Opponents are similarly reluctant to mention the unanimous support of affected U.S. industries. To oppose the treaty on economic grounds requires opponents to say that the oil, natural gas, shipping, fishing, boat manufacturing, exporting, and telecommunications industries do not understand their own bottom lines. It requires opponents to say that this diverse set of industries is spending money and time supporting an outcome that will be disadvantageous to their own interests.
The ongoing delay in ratifying the Convention would be just an interesting political science case study if the United States were not facing serious consequences because of our non-participation. As a non-party we do not have a seat at the table to prevent proposed amendments that would roll back Convention rights we fought hard to achieve. In addition, as a non-party, our ability to influence the decisions of the Commission on the Limits of the Continental Shelf is severely constrained. Russia is already making excessive claims in the Arctic. Until we become a party to the Convention, we will be in a weakened position to protect our national interests in these discussions.
Opponents seem to think that if the U.S. declines to ratify the Law of the Sea, the United States can avoid any multi-lateral responsibilities or entanglements related to the oceans. But unlike some treaties, such as the Kyoto Agreement and the Comprehensive Test Ban Treaty, where U.S. non-participation renders the treaty virtually irrelevant or inoperable, the Law of the Sea will continue to form the basis of maritime law regardless of whether the U.S. is a party. International decisions related to national claims on continental shelves beyond 200 miles from our shore, resource exploitation in the open ocean, navigation rights, and other matters will be made in the context of the treaty whether we join or not.
Consequently, the United States cannot insulate itself from the Convention merely by declining to ratify. The Convention is the accepted standard in international maritime law. Americans who use the ocean and interact with other nations on the ocean, including the Navy, shipping interests, and fisherman, have told me that they already have to contend with provisions of the Law of the Sea on a daily basis.

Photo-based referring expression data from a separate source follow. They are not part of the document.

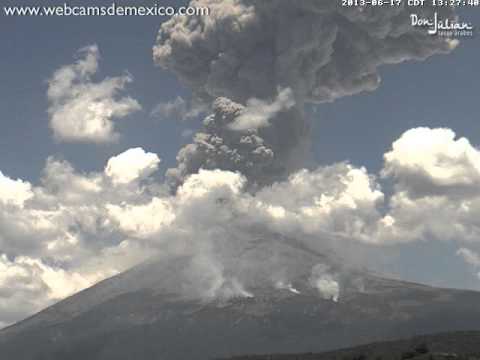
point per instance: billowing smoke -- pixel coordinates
(255, 65)
(248, 51)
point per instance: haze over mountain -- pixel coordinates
(135, 315)
(248, 250)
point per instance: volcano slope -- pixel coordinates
(137, 315)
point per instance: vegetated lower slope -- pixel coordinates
(452, 346)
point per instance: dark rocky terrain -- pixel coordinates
(458, 346)
(136, 315)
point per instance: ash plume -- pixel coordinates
(247, 51)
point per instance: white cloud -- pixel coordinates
(27, 285)
(82, 110)
(142, 221)
(426, 161)
(93, 225)
(258, 113)
(14, 192)
(131, 165)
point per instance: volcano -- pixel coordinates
(139, 315)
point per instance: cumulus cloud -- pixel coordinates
(436, 178)
(222, 239)
(82, 110)
(426, 161)
(244, 212)
(14, 192)
(133, 164)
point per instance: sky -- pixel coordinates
(68, 197)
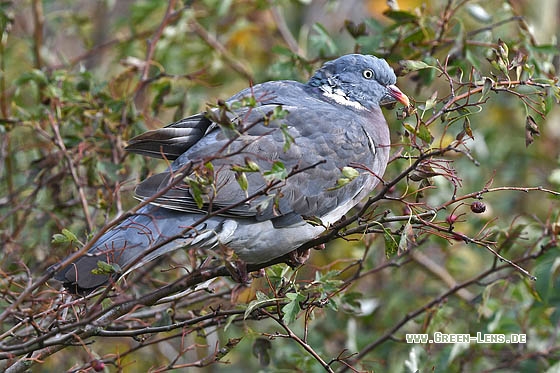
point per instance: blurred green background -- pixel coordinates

They want the United States to participate in the structures of Law of the Sea to defend their interests and to make sure that other nations respect our rights and claims.
Given that the United States has been abiding by all but one provision of the Treaty since President Reagan’s 1983 Statement of Oceans Policy and that we have been a party to a less advantageous international convention on ocean law since 1958, dire predictions about the hazards to our sovereignty of joining the Law of the Sea ring particularly hollow.
It is irresponsible for us to wait to ratify the Law of the Sea until we feel the negative consequences of our absence from the Convention. The Senate should ratify the Law of the Sea Convention now in the interest of U.S. national security, the U.S. economy, and the American people.